Evening all! I just want to apologise for the lack of blog posts recently. Life has been mental for both Vian and myself. I promise we have some delicious recipes coming soon 🙂
I just wanted to discuss & talk about my experiences when it comes to having a balanced lifestyle because I believe it is so, so important. I have learnt so much since moving out nearly a year ago. When I look back at my life before I purchased my first house, I truly believe that my life wasn’t balanced. I was at the gym 6 times a week, didn’t have a social life, ate nothing but boiled chicken & veg, got annoyed if I didn’t get 90kg dead lift, and get frustrated if I couldn’t see progress. I was so paranoid, I just wanted to fit in and be part of the ‘fitfam’ community.
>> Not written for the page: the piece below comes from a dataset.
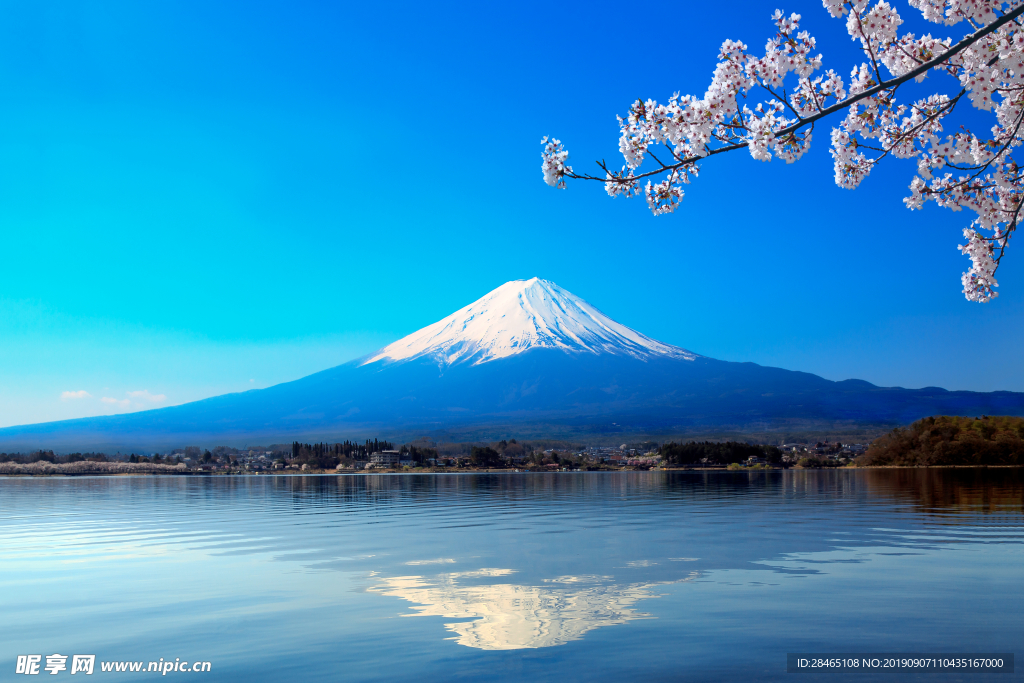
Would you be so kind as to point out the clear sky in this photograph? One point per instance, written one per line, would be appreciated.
(199, 198)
My priorities have changed a hell of a lot since then. My brownie business has taken off and I’m making orders weekly, I’m working full time during the week, I have a second job which I do at the weekends, and I am running a home as well as trying to have a social life. I try and make it to the gym where I can but to be honest with you, sometimes I really can’t be bothered. I just want to spend time with Ben as we don’t get to spend a lot of time together. It sounds crazy I know but we’re always at work or out in the evenings, so sometimes I just say to myself ‘you can miss this workout’.
I’ve found it very hard adjusting to my new lifestyle and there are a lot of things that have had to change. Despite this, I do feel a lot happier now than I did a year ago. Moving out wasn’t a shock as I had been to uni and I am an independent person, but I did feel incredibly isolated. I find myself struggling when motivating myself to get my ass in the gym because I know I will be training on my own. Ben never goes to the gym, and if he does it’s in the morning when I am on my way into work. So now I’m doing the odd home workout and attending a lot more gym classes because I get to try something new, and interact with new people.
Whenever I have a brownie event at the weekend I don’t work out at all the week running up to it. I’m too busy making sure I have all the ingredients, making sure I have everything for the stall and not to mention the baking which can take a really long time. But you know what, not going to the gym doesn’t bother me like it used to. As long as I eat well enough to keep me going then I’m happy. I am putting everything into my business right now as it is my number one priority. So what if I miss a couple of workouts? I’m working on my future!
I’m having to get a lot more creative in the kitchen too because I am absolutely sick of bland chicken and veg! Ben is also a fussy eater, which means I don’t cook certain foods anymore for dinner just because he doesn’t eat them. I always try and have at least one meat free dish a week, and I alternate meat and fish to make sure I have a little bit of everything 🙂
I’m not worried about aesthetics any more, I am more concerned about whether I am eating a balanced diet to ensure I get all the necessary nutrients to make sure my body is healthy on the inside. Don’t get me wrong, I still LOVE going to the gym and throwing a few weights around and I love seeing my body improve, but to me it’s not the be all and end all. I accept and love the body I have got, and I need to make sure I look after it. I have been ill several times since moving out due to stress, exhaustion and potentially not eating right, so for me, this is the most important thing. Making sure my body is okay, because after all it is my duty to do so.
I’m not quite sure where I’m going with this to be honest, but I just want to stress the importance of making sure you’re happy with the life you’re living. If you’re happy being in the gym 6 days a week working on your physique, then do it. If you’re at your happiest stuffing your face with a pizza, then bloody do it. As long as we are happy and making positive memories that we will remember and cherish forever, then that’s all that matters.
(Photo credit GymVersus)
I have got a crazy summer ahead of me. Most of my weekends are booked up already, making & selling brownies, working or seeing friends. I’m going to keep on eating well, having the odd chocolate bar if I want too. I’m going to carry on growing my brownie business into an empire, and I will workout at the gym when I can. I really do believe that I have finally found balance between personal, business, work and gym life. It’s taken me quite a while to accept and love the life I’m living. But everything seems to be so great right now and I am loving it.